While negotiators were working on agreements to limit greenhouse gas emissions in Cancun, my research group from the British Antarctic Survey were battling the rough seas of the Southern Ocean to further our knowledge of the key physical processes that will determine our future climate.
Of the carbon dioxide emissions human activities generate each year, only about half stay in the atmosphere. The rest are taken up by the land and the oceans, in approximately equal measure. At present the Southern Ocean that encircles Antarctica takes up about 10% of our emissions. Were it not to act in this way as a “carbon sink”, CO2 levels in the atmosphere would increase at a significantly faster rate than we currently observe.
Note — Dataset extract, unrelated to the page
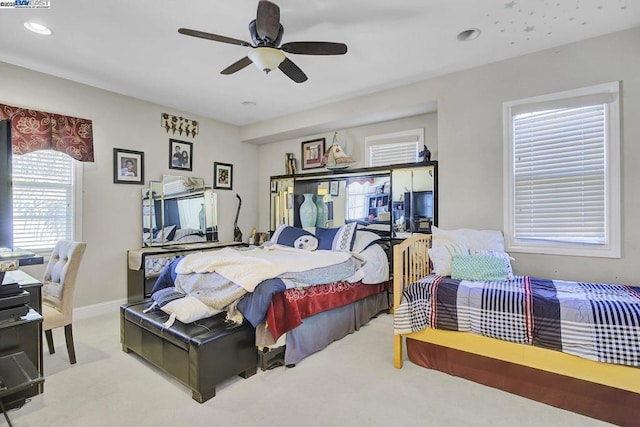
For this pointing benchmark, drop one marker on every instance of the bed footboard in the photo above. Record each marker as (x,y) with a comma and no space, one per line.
(410,263)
So a key question for scientists to answer is, will climate change invoke changes that alter the Southern Ocean carbon sink? If the answer is yes, then this would change the amount of CO2 in the atmosphere and act as a strong feedback on climate change, with implications for the UN climate negotiations. Concern has been raised recently because some observations have indicated that the Southern Ocean may be taking up less CO2 than we would have historically expected given the current atmospheric CO2 concentrations.
This has prompted a major oceanographic research campaign in the Southern Ocean called DIMES, involving scientists from the UK and the US. The UK side has been funded by the Natural Environment Research Council. The Southern Ocean is a remote and hostile place to do science; the risk of sea-sickness is high and the freezing temperatures make taking water samples an uncomfortable activity as it is almost impossible to do so without getting your hands wet! But this all adds to the sense of adventure.
In this voyage of discovery we were exploring the ocean depths to investigate the ocean circulation. Like a giant global rollercoaster, the world’s oceans are connected by a vast, slow circulation system with water sinking in the North Atlantic, travelling southward, and then rising to the surface in the Southern Ocean. When it reaches the surface, this water is able to exchange CO2 with the atmosphere, before the circulation dips below the surface again, locking the CO2 in the ocean, and returns north. If that circulation were to change, the carbon uptake of the Southern Ocean would change.
So how might climate change be impacting the Southern Ocean overturning circulation? Strong winds blow around Antarctic over the Southern Ocean. These winds have become stronger in recent decades and we think this is due to in part to the increase in greenhouse gases in the atmosphere and in part due to the ozone hole in the stratosphere. We know the winds are responsible for driving the global rollercoaster circulation in the Southern Ocean, in part via their influence on the generation of ocean storms, known as “eddies”. But we still don’t understand all the details, so we are not sure whether the stronger winds will change the circulation and alter the carbon sink.
Therefore, one of the key things we are investigating in our Southern Ocean adventures is the effects of the ocean eddies. To do this we have been tracking a dye and floats deep below the surface as they are taken by the currents from the Pacific to the Atlantic through Drake Passage and we have been sampling the ocean to determine its properties in different locations. It is the first time some of these measurements have been taken in the Southern Ocean.
Weather conditions and technical problems meant we weren’t able to take all the measurement we had hoped in December/January, so in April I am heading South to brave those rough seas again in the name of climate science.